When we ran Legends Cars, the factory had a dual cooler setup, the engines (Yamaha FJ1200 motorcycle) had a 2 stage pump.

One stage was excluxively for an oil cooler that the bike had.

The factory (600 Racing, factry for the Legends, not Yamaha) was marketing a dual cooler (2 seperate units) when we started that kept the oil seperate (the "cooler" side of the pump returned the oil to the pan).

I didn't notice a significant change in oil temp from having the lower cooler hooked up, to having it bypassed (the one time I tried it, due to damage to the lower cooler, from a mishap in practice ), the factory setup mounted it upside down (Setrab, plate and fin Model# 910-6).

Excellent cooler, others mounted it in different places with (claimed) great success (and the fittings not pointing down).

This leads me to believe a significant portion of the cooler core was filled with air on that one. \:\(

By the time I had that figured out (kind busy with other stuff) I was running a Fluidyne tube style, with the oil coming in on one end (on the top) and out the opposite side bottom to the mains, with an oil line (dash 3) to the cams out the top, opposite of the oil coming from the filter (oil cooler in).

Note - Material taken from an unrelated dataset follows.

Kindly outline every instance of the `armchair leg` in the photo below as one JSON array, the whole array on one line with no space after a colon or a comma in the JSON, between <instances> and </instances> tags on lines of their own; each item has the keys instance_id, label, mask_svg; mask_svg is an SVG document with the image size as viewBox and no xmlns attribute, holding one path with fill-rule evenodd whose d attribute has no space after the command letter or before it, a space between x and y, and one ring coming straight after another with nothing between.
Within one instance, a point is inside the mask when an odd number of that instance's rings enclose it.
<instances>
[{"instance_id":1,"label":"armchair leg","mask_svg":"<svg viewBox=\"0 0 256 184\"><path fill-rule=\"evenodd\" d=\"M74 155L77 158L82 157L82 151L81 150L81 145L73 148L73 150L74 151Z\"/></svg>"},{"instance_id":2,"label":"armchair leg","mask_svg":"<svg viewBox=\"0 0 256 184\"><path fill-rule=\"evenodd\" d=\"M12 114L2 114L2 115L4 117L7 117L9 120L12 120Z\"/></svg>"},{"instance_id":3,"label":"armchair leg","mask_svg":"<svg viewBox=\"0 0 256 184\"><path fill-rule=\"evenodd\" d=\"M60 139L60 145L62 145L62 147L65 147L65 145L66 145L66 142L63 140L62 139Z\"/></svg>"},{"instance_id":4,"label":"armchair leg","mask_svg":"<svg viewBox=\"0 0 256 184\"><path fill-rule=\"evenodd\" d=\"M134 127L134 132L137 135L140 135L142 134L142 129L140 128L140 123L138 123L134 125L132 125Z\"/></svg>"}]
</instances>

As a tube style cooler it was kinda odd, so here's a pic.



As I swiped tht from the Fluidyne site, here's the link to that page: http://www.fluidyne.com/pl_legends.html

It was the best setup I actually tried, with the line to the cams it was self purging, as the air had somewhere to go, and with the small line to the cams, the mains got the lions share of the oil (as they should).

FWIW the factory came up with progressively larger coolers, including multi pass ones.

The hot setup when we stopped being a dealer was a "920 3 pass", I wanted to try one but we were selling them faster than we could get new ones (people were upgrading) so I never got the chance to try them.

They sure looked impressive. \:\)

Point being, in my admittely limited experience, plate and fin, with the fittings pointed "down" is not the way to fly (air lock city \:\( ).

However they don't seem to care if the fittings are sideways, or pointed up.